Malheureusement, au montage final, le plan est plus court et on n’a pas le temps d’apprécier le développement complet de la simulation. J’aime aussi le plan où le vaisseau mère alien est quasiment détruit, juste une tour subsiste d’où vont partir des « shredders » pour tenter une ultime attaque contre l’USS Missouri.
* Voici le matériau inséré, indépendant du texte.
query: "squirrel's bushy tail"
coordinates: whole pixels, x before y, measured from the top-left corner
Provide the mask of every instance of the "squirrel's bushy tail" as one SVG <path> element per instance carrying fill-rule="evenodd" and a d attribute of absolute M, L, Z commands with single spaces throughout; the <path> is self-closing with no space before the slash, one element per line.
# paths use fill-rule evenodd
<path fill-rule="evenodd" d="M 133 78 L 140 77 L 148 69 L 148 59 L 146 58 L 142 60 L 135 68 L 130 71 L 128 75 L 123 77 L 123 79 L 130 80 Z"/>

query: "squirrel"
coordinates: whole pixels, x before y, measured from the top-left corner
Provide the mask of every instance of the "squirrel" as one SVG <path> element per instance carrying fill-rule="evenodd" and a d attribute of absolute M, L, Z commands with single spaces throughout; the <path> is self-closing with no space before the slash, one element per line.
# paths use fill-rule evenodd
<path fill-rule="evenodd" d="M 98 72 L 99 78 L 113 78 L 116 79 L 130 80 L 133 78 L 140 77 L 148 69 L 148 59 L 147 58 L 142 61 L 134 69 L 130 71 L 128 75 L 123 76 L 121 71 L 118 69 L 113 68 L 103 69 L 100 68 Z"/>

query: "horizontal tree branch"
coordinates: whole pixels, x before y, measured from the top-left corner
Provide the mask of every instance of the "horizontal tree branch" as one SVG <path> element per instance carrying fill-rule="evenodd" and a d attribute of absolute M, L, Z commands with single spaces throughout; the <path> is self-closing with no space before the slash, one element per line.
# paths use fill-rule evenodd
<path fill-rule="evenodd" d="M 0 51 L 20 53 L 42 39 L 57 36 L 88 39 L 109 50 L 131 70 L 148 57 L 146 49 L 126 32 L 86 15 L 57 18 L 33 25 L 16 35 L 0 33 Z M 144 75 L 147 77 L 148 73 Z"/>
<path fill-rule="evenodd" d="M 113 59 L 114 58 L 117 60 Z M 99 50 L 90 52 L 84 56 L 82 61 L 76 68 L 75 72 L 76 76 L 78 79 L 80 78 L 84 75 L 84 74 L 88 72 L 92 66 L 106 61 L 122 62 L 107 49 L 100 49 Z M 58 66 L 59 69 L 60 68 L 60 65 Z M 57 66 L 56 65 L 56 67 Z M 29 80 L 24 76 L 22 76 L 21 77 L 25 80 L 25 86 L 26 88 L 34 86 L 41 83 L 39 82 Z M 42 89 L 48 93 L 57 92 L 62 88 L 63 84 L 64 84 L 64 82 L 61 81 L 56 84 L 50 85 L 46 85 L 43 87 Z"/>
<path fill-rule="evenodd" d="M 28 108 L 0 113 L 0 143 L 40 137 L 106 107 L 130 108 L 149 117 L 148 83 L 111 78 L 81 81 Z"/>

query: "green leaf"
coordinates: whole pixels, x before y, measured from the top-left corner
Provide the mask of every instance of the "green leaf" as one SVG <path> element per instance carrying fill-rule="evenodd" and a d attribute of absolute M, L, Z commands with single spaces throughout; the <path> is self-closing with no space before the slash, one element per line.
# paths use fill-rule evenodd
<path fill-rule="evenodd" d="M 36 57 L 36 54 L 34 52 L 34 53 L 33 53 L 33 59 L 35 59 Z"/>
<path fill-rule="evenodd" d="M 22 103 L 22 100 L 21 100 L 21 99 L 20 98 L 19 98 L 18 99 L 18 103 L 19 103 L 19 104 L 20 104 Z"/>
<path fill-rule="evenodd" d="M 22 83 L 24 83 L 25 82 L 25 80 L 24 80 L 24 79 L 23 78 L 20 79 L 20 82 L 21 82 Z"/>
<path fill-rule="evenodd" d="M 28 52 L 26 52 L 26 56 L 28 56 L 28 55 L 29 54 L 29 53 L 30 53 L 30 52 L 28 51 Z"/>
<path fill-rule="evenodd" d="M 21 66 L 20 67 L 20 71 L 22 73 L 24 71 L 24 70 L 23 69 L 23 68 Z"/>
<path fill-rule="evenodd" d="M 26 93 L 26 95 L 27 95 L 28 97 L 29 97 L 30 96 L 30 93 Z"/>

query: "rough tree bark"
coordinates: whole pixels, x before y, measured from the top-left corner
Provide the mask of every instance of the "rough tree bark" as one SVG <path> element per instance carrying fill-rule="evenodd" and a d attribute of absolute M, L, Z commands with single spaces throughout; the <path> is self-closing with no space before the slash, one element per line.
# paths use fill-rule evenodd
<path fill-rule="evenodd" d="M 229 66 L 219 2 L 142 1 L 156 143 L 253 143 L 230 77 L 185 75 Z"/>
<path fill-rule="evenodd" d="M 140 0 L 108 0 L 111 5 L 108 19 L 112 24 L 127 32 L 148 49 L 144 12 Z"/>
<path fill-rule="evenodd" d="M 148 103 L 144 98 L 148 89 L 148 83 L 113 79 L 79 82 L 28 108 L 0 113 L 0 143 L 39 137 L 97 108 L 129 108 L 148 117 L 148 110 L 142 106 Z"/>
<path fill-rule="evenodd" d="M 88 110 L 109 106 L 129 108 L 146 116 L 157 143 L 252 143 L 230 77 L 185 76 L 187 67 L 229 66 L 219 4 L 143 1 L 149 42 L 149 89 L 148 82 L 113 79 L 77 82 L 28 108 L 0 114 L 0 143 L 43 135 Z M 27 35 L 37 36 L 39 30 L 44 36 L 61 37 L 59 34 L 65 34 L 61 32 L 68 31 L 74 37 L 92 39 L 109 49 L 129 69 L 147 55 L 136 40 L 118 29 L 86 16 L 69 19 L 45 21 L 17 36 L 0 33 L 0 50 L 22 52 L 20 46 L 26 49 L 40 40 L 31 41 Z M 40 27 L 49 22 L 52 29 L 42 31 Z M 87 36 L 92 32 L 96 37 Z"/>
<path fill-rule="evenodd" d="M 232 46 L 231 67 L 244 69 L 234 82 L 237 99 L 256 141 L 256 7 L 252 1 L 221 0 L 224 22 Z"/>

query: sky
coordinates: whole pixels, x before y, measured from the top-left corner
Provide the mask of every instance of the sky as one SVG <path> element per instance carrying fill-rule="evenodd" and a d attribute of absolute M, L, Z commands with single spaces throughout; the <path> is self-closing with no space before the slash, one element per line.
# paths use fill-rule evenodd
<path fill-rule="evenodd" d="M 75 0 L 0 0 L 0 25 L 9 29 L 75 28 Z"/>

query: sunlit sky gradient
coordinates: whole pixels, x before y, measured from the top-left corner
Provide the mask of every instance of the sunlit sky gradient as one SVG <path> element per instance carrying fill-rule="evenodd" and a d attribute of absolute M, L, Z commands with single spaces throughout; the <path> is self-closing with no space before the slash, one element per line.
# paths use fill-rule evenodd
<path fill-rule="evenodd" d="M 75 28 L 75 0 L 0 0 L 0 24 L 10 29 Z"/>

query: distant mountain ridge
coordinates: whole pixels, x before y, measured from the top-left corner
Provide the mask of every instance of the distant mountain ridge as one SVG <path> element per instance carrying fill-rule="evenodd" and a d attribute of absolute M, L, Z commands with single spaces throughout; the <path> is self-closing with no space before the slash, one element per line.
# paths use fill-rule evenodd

J’ai fait de la fumée type « dry ice » qui sort des trappes de lancement et qui reste un peu collée aux shredders lorsqu’ils sont lancés.
Quant à Star Trek Into Darkness, mon plan favori est celui où Spock est au fond du volcan et survole la lave suspendu à son filin. Faire la smoke, les embers, les ondes de chaleur, etc en cohérence physique avec la simulation de la lave a été très intéressant. J’aime beaucoup le résultat. J’aime aussi le plan où le BlackShip endommagé se rapproche de San Francisco et laisse une grosse trainée de fumée derrière lui.